Dimissioni a rilento, così si saturano i reparti. E la Regione cerca nuovi ospedali Covid

Domenica 1 Novembre 2020 di Redazione
Un reparto Covid

PORDENONE - Cambia l’obiettivo a breve termine: bisogna svuotare gli ospedali. Lo dicono i numeri, diversi da quelli di marzo non solo perché in primavera la progressione era molto più repentina, ma anche e soprattutto per il fatto che oggi il problema si è improvvisamente spostato di reparto: dalle Terapie intensive alle degenze Covid “normali”, che trovano posto nelle Malattie infettive e nelle Pneumologie. Oggi sono affollate da pazienti transitati prima dal Pronto soccorso, che in alcuni casi potrebbero già essere dimessi e sorvegliati in delle strutture alternative, così da dare respiro agli ospedali vicini alla soglia di guardia. Ma ciò non avviene, perché a mancare sono proprio queste strutture. «Ecco perché oggi il nostro obiettivo è quello di svuotare gli ospedali», spiega a chiare lettere il vicepresidente della Regione, Riccardo Riccardi. 
IL PUNTO
A Pordenone, ad esempio, il reparto Covid “normale” accoglie 44 persone. Ieri sono stati messi a punto altri dodici letti in Pneumologia. I lavori sono terminati. Situazione simile a Udine, mentre a Trieste le cose vanno leggermente meglio. Le Terapie intensive improvvisamente sono scese nella graduatoria dei problemi: ora bisogna liberare i reparti di degenza, che rischiano di non tenere. «Il tema dell’appropriatezza dei ricoveri - spiega ancora Riccardi - è diventato più che mai centrale. In questo senso Sacile è un modello: siamo riusciti a compiere un’operazione giusta». E la notizia principale è che questa operazione ora dovrà essere ripetuta - anche in provincia di Pordenone - per sgravare gli ospedali e individuare strutture intermedie in grado di ospitare pazienti positivi ma che non necessitano di cure particolari in corsia. «Dobbiamo avere il coraggio di trasformare alcune strutture - illustra ancora Riccardi - e di intercettare una fascia di popolazione che potrà uscire dagli ospedali». 
IL NODO
Ciò che manca, infatti, oggi è il ricambio. Il flusso di pazienti parte praticamente sempre dai Pronto soccorso, dove si presentano persone che accusano i sintomi del Covid-19. Il ricovero scatta dopo il tampone, e il paziente trova posto nei reparti di Malattie infettive o in quelli adattati per l’emergenza. Non si sta parlando in questo caso di condizioni cliniche critiche. Dove si inceppa il meccanismo? Negli ospedali è saltato il turnover, cioè i pazienti trascorrono in corsia molto più tempo rispetto a quello realmente necessario per veder migliorate le loro condizioni. E così si assiste a un aumento continuo dei numeri legati alle degenze, senza che vi sia un’adeguata quota di dimissioni a pareggiare il conto. «Dalla prossima settimana - assicurano ad esempio dall’ospedale di Pordenone - il ritmo delle dimissioni crescerà». Ma per ora non basta, servono altre strutture per garantire spazi adeguati a chi lascerà il posto a malati più gravi. I posti di Gemona e Palmanova servono proprio a questo, ma ora ci si sta pensando anche nel Friuli Occidentale. 
L’IDEA
«Il contagio si sta alzando - spiega sempre Riccardi - e ogni territorio del Friuli Venezia Giulia può avere bisogno di interventi simili a quelli già messi in campo a Sacile, Palmanova e Gemona.

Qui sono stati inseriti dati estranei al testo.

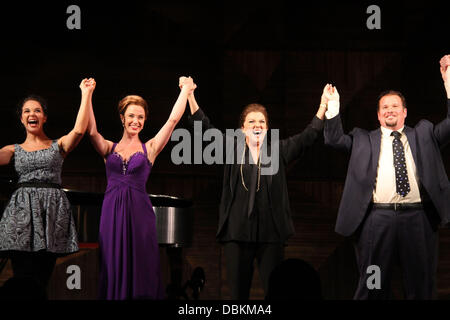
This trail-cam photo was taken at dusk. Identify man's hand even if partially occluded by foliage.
[439,54,450,99]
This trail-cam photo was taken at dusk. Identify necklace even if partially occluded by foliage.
[241,144,261,192]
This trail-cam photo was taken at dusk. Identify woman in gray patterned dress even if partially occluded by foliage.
[0,79,95,296]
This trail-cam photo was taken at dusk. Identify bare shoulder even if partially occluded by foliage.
[145,138,156,162]
[0,144,15,153]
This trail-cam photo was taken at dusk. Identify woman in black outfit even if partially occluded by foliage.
[182,79,329,300]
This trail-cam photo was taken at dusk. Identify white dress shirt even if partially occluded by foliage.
[373,127,421,203]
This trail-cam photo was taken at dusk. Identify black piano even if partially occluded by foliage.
[63,189,193,247]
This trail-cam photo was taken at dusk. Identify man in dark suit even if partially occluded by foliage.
[324,55,450,299]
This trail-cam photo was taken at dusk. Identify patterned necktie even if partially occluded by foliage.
[391,131,411,197]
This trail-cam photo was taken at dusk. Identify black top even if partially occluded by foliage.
[218,147,280,243]
[189,109,323,243]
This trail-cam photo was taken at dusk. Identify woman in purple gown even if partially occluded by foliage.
[88,78,194,300]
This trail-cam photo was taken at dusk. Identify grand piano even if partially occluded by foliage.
[64,189,193,247]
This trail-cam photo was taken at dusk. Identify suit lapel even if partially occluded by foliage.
[369,128,381,173]
[405,126,418,166]
[261,142,272,190]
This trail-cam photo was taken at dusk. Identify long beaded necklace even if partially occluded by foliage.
[241,144,261,192]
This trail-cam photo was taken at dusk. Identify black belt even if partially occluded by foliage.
[17,181,61,189]
[373,202,423,211]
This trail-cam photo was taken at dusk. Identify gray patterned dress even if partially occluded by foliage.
[0,140,78,254]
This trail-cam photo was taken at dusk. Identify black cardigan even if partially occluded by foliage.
[189,109,323,243]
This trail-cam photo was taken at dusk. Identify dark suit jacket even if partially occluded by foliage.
[189,109,323,242]
[324,100,450,236]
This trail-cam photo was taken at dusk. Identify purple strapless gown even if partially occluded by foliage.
[99,143,164,300]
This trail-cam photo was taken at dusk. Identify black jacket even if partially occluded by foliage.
[189,109,323,243]
[324,100,450,236]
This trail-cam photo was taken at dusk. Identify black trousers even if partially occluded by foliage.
[9,251,57,289]
[224,241,284,300]
[354,209,438,299]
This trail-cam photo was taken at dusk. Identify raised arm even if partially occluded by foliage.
[58,78,95,156]
[434,55,450,146]
[323,86,353,151]
[280,84,330,163]
[87,82,113,158]
[146,77,194,163]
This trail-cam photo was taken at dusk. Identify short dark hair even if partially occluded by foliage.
[16,94,48,119]
[377,90,406,112]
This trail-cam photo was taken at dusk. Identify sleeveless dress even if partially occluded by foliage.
[99,143,164,300]
[0,140,78,255]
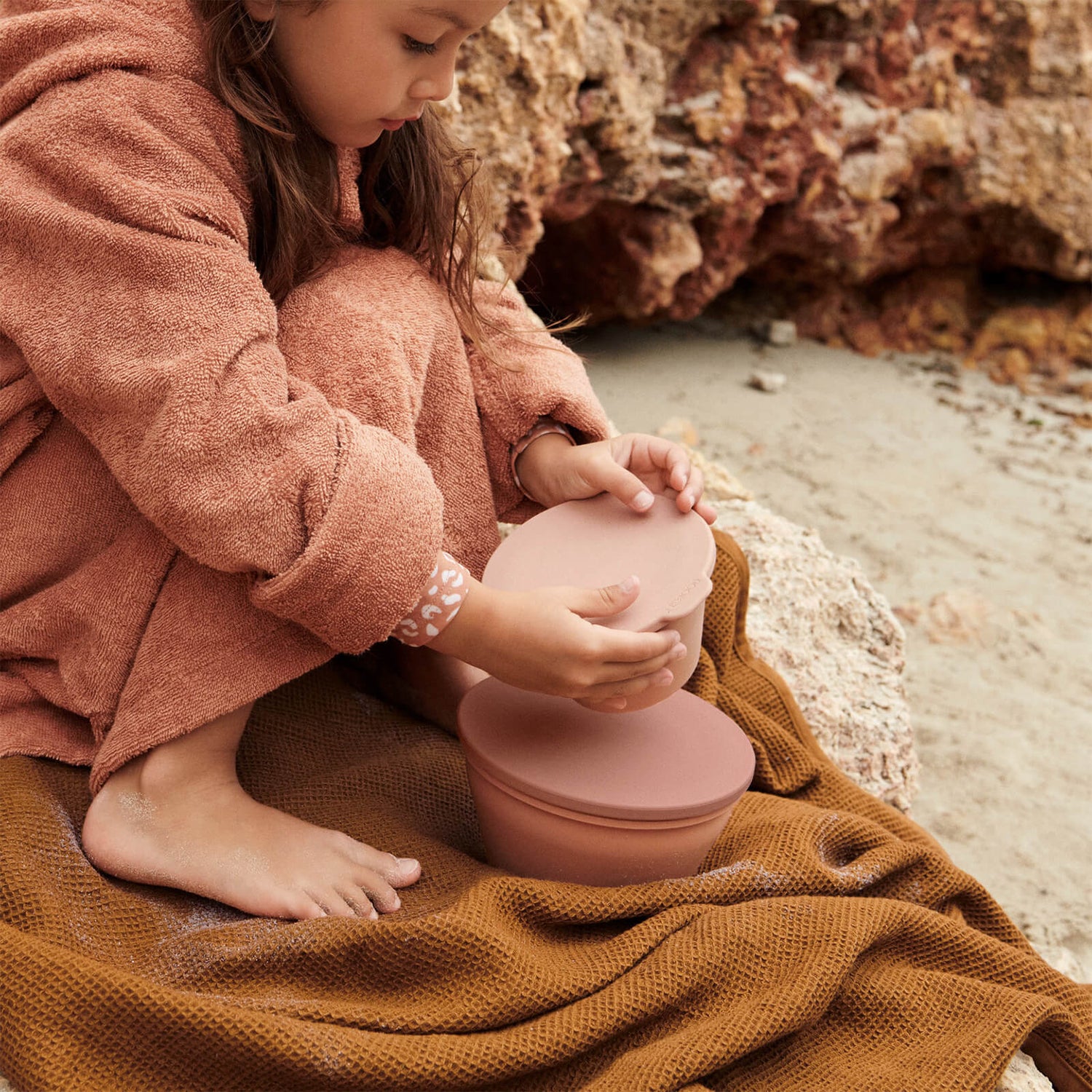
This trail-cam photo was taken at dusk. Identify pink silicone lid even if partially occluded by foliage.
[459,678,755,820]
[482,493,716,633]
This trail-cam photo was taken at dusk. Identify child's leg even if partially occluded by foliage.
[83,705,421,919]
[349,641,489,736]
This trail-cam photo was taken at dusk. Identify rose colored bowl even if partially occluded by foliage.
[458,678,755,886]
[482,494,716,716]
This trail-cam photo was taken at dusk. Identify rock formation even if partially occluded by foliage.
[441,0,1092,391]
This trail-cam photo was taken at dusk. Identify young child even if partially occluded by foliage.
[0,0,714,919]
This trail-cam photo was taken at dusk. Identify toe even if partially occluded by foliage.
[338,885,379,922]
[309,888,367,917]
[360,873,402,914]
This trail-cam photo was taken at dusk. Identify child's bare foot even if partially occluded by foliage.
[83,705,421,919]
[349,641,489,736]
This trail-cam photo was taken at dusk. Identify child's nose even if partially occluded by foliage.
[410,61,456,103]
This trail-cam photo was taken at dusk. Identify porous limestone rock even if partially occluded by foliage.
[451,0,1092,341]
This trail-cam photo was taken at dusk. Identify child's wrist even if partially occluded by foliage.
[430,577,505,664]
[513,432,574,508]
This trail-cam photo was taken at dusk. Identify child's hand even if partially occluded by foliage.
[517,432,716,523]
[430,581,686,713]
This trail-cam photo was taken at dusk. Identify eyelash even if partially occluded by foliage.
[402,34,437,57]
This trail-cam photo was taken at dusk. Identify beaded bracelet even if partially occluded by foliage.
[511,417,577,505]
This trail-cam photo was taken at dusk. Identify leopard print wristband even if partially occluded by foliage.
[392,550,471,648]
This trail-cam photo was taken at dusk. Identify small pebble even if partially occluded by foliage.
[751,319,796,347]
[747,371,788,395]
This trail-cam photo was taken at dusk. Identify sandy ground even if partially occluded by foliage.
[0,323,1092,1092]
[572,320,1092,981]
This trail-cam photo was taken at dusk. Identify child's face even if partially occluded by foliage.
[244,0,508,148]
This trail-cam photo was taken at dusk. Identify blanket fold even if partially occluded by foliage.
[0,532,1092,1092]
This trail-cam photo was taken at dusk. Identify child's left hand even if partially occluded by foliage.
[518,432,716,523]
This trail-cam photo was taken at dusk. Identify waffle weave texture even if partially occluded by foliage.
[0,532,1092,1092]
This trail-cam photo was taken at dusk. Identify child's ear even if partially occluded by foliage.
[242,0,277,23]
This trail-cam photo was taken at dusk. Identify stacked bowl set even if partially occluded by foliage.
[458,494,755,886]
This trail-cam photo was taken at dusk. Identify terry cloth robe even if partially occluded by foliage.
[0,0,609,792]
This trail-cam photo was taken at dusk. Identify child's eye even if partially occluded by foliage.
[402,34,436,56]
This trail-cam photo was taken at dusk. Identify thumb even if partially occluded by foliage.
[566,574,641,618]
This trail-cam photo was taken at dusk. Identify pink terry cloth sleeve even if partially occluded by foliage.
[0,68,443,652]
[467,280,611,523]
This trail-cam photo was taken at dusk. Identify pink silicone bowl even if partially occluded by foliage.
[459,678,755,886]
[482,494,716,713]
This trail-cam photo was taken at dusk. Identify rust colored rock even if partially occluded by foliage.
[451,0,1092,380]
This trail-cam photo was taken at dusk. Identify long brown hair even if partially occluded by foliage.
[190,0,546,360]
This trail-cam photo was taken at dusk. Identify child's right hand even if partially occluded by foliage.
[430,581,686,713]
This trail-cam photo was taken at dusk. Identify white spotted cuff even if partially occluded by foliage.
[392,550,472,646]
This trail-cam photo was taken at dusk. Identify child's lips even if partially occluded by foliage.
[379,114,421,131]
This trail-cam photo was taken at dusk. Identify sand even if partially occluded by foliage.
[0,323,1092,1092]
[572,320,1092,982]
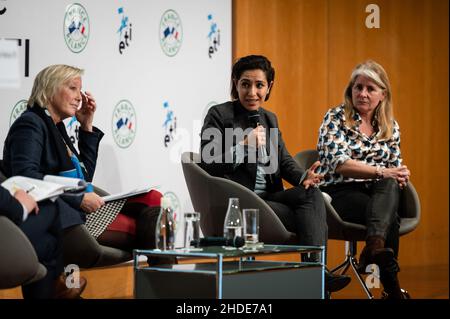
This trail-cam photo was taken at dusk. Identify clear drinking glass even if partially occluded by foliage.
[184,212,200,249]
[242,208,259,245]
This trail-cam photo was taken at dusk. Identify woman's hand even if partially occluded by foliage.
[80,193,105,213]
[383,165,411,188]
[14,189,39,215]
[75,92,97,132]
[243,125,266,147]
[302,161,323,189]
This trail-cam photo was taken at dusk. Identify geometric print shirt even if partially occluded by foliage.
[317,104,402,186]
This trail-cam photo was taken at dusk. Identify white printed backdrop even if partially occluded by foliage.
[0,0,232,246]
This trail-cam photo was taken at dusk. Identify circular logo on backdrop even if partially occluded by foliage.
[200,101,218,121]
[9,100,27,126]
[159,9,183,56]
[63,3,90,53]
[112,100,136,148]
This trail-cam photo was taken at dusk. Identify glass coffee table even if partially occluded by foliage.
[133,245,325,299]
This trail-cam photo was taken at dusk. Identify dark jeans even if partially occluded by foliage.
[20,201,63,299]
[322,178,400,258]
[260,186,328,262]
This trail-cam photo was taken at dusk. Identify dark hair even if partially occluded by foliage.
[231,55,275,101]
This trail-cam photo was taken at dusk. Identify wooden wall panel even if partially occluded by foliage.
[233,0,449,265]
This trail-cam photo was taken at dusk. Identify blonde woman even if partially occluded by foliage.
[317,61,410,298]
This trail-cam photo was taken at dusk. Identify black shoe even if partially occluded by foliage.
[325,269,351,292]
[381,289,411,300]
[357,248,394,274]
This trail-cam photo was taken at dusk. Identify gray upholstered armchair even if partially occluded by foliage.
[181,152,296,244]
[295,150,420,299]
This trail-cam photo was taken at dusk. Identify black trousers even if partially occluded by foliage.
[20,201,63,299]
[322,178,400,258]
[260,186,328,251]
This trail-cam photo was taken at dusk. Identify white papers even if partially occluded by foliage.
[102,187,157,202]
[2,176,67,202]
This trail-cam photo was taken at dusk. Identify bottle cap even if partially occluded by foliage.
[161,197,172,208]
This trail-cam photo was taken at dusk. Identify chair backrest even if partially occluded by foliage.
[181,152,295,244]
[0,216,47,289]
[294,150,420,240]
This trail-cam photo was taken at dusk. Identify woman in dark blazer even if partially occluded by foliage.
[3,65,161,270]
[201,55,350,292]
[0,187,86,299]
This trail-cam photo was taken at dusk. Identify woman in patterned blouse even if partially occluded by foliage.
[317,61,410,298]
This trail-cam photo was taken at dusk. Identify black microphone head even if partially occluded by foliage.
[248,109,260,127]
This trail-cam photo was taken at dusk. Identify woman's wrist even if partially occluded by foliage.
[375,166,384,179]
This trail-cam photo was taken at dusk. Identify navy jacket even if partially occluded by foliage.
[0,186,23,225]
[3,111,103,228]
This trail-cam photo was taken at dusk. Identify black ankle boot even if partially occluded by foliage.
[325,269,351,293]
[358,236,394,273]
[380,268,411,299]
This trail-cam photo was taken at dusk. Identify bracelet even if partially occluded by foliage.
[375,166,384,179]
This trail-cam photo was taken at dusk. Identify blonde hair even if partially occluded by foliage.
[28,64,84,108]
[344,60,394,139]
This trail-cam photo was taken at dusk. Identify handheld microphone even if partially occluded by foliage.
[248,110,260,128]
[248,110,268,164]
[191,236,245,248]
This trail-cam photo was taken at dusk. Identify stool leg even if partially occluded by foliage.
[350,257,374,299]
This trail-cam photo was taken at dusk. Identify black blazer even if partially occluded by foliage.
[0,186,23,225]
[3,111,103,228]
[200,100,304,192]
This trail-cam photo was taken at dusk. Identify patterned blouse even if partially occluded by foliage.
[317,105,402,186]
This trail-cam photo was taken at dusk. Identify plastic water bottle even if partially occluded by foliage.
[223,198,242,239]
[155,197,175,250]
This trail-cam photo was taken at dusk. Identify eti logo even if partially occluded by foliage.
[163,102,177,147]
[117,7,131,54]
[112,100,136,148]
[159,10,183,57]
[9,100,27,127]
[208,14,220,59]
[63,3,90,53]
[66,115,80,145]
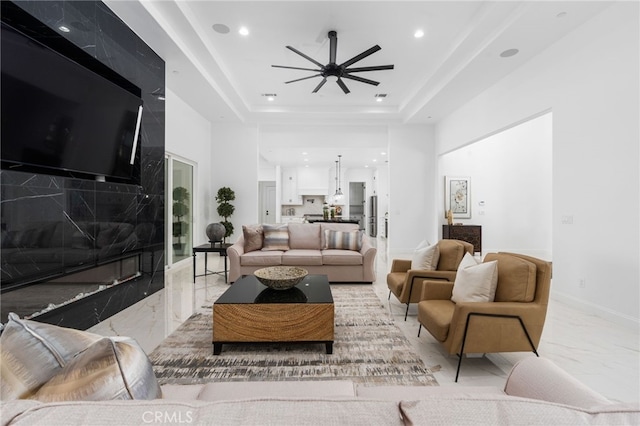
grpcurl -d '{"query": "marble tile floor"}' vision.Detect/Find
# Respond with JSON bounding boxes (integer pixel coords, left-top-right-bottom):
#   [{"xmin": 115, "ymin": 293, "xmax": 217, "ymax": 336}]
[{"xmin": 89, "ymin": 239, "xmax": 640, "ymax": 402}]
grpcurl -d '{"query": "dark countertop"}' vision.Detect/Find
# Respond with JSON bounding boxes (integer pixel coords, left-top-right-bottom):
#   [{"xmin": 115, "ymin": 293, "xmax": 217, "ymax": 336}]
[{"xmin": 307, "ymin": 219, "xmax": 360, "ymax": 225}]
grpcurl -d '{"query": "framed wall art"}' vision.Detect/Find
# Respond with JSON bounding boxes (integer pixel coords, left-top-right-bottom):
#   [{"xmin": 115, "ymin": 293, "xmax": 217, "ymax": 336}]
[{"xmin": 444, "ymin": 176, "xmax": 471, "ymax": 219}]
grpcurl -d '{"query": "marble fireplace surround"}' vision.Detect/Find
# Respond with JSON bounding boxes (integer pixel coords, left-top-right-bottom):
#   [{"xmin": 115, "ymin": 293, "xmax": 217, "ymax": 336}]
[{"xmin": 0, "ymin": 0, "xmax": 165, "ymax": 329}]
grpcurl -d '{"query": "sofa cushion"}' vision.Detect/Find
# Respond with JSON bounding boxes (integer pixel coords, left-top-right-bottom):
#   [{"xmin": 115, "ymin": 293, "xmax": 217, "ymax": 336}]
[
  {"xmin": 31, "ymin": 337, "xmax": 162, "ymax": 402},
  {"xmin": 320, "ymin": 222, "xmax": 358, "ymax": 247},
  {"xmin": 240, "ymin": 250, "xmax": 284, "ymax": 266},
  {"xmin": 411, "ymin": 241, "xmax": 440, "ymax": 271},
  {"xmin": 289, "ymin": 223, "xmax": 322, "ymax": 250},
  {"xmin": 418, "ymin": 299, "xmax": 456, "ymax": 342},
  {"xmin": 485, "ymin": 253, "xmax": 536, "ymax": 302},
  {"xmin": 0, "ymin": 313, "xmax": 102, "ymax": 400},
  {"xmin": 323, "ymin": 229, "xmax": 362, "ymax": 251},
  {"xmin": 192, "ymin": 380, "xmax": 356, "ymax": 401},
  {"xmin": 262, "ymin": 225, "xmax": 289, "ymax": 251},
  {"xmin": 322, "ymin": 249, "xmax": 362, "ymax": 265},
  {"xmin": 242, "ymin": 225, "xmax": 264, "ymax": 253},
  {"xmin": 400, "ymin": 395, "xmax": 632, "ymax": 425},
  {"xmin": 1, "ymin": 395, "xmax": 404, "ymax": 426},
  {"xmin": 437, "ymin": 240, "xmax": 465, "ymax": 271},
  {"xmin": 282, "ymin": 250, "xmax": 322, "ymax": 266},
  {"xmin": 451, "ymin": 253, "xmax": 498, "ymax": 303}
]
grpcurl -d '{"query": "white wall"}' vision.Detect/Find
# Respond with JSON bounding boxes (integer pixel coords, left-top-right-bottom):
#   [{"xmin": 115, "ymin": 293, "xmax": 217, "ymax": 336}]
[
  {"xmin": 387, "ymin": 125, "xmax": 438, "ymax": 256},
  {"xmin": 165, "ymin": 88, "xmax": 216, "ymax": 245},
  {"xmin": 208, "ymin": 125, "xmax": 259, "ymax": 242},
  {"xmin": 437, "ymin": 113, "xmax": 552, "ymax": 260},
  {"xmin": 436, "ymin": 2, "xmax": 640, "ymax": 326}
]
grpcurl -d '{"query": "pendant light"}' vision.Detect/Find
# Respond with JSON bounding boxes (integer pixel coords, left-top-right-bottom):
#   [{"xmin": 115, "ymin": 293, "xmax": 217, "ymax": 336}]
[{"xmin": 334, "ymin": 155, "xmax": 343, "ymax": 200}]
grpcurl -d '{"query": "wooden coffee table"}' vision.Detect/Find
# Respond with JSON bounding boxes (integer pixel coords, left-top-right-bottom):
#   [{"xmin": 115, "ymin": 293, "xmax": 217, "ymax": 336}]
[{"xmin": 213, "ymin": 275, "xmax": 334, "ymax": 355}]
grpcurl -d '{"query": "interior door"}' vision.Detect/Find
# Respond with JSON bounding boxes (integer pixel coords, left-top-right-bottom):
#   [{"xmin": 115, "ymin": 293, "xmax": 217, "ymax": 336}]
[{"xmin": 258, "ymin": 181, "xmax": 276, "ymax": 224}]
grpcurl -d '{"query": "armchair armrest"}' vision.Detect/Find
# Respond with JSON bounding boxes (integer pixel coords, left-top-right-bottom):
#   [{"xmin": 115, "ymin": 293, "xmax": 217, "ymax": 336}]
[
  {"xmin": 390, "ymin": 259, "xmax": 411, "ymax": 272},
  {"xmin": 420, "ymin": 280, "xmax": 453, "ymax": 300}
]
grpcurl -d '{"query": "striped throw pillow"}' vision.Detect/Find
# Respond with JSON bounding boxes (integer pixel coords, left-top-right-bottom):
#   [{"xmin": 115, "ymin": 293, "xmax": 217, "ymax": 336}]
[
  {"xmin": 0, "ymin": 312, "xmax": 102, "ymax": 401},
  {"xmin": 262, "ymin": 224, "xmax": 289, "ymax": 251},
  {"xmin": 324, "ymin": 229, "xmax": 362, "ymax": 251},
  {"xmin": 30, "ymin": 337, "xmax": 162, "ymax": 402}
]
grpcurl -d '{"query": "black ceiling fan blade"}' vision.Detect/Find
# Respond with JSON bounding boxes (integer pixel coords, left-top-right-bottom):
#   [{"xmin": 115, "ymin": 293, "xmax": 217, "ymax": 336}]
[
  {"xmin": 328, "ymin": 31, "xmax": 338, "ymax": 64},
  {"xmin": 284, "ymin": 74, "xmax": 322, "ymax": 84},
  {"xmin": 311, "ymin": 77, "xmax": 327, "ymax": 93},
  {"xmin": 340, "ymin": 44, "xmax": 382, "ymax": 68},
  {"xmin": 336, "ymin": 77, "xmax": 351, "ymax": 95},
  {"xmin": 344, "ymin": 65, "xmax": 393, "ymax": 72},
  {"xmin": 342, "ymin": 74, "xmax": 380, "ymax": 86},
  {"xmin": 287, "ymin": 46, "xmax": 324, "ymax": 68},
  {"xmin": 271, "ymin": 65, "xmax": 322, "ymax": 72}
]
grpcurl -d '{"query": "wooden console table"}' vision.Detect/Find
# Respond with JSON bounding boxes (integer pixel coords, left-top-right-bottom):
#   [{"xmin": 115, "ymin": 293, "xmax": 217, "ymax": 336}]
[{"xmin": 442, "ymin": 225, "xmax": 482, "ymax": 253}]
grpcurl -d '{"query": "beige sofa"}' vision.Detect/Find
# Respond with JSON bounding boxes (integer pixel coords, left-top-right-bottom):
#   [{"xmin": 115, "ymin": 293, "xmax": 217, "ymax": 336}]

Vogliamo ridurre al minimo indispensabile le ospedalizzazioni, per garantire il prosieguo delle prestazioni in corsia anche durante l’emergenza ed evitare di saturare i reparti». Creare un polo Covid nuovo (perché di questo si tratterebbe) non è però uno scherzo. Ci va di mezzo anche la politica e le possibili rimostranze di singoli comitati locali che potrebbero mettersi di traverso. Trasformare una struttura, infatti, vuol dire snaturarla almeno per un periodo, privandola delle prerogative classiche e togliendo al territorio un approdo sanitario. Sul tavolo dell’Azienda sanitaria è arrivata anche una proposta concreta: rendere l’ospedale di Spilimbergo un hub per il Covid, una struttura interamente dedicata alla cura della malattia in grado di dare ossigeno all’ospedale di Pordenone. Al momento l’operazione rimane solamente sulla carta, ma se la situazione dovesse peggiorare, si tratterebbe di una soluzione da poter spendere.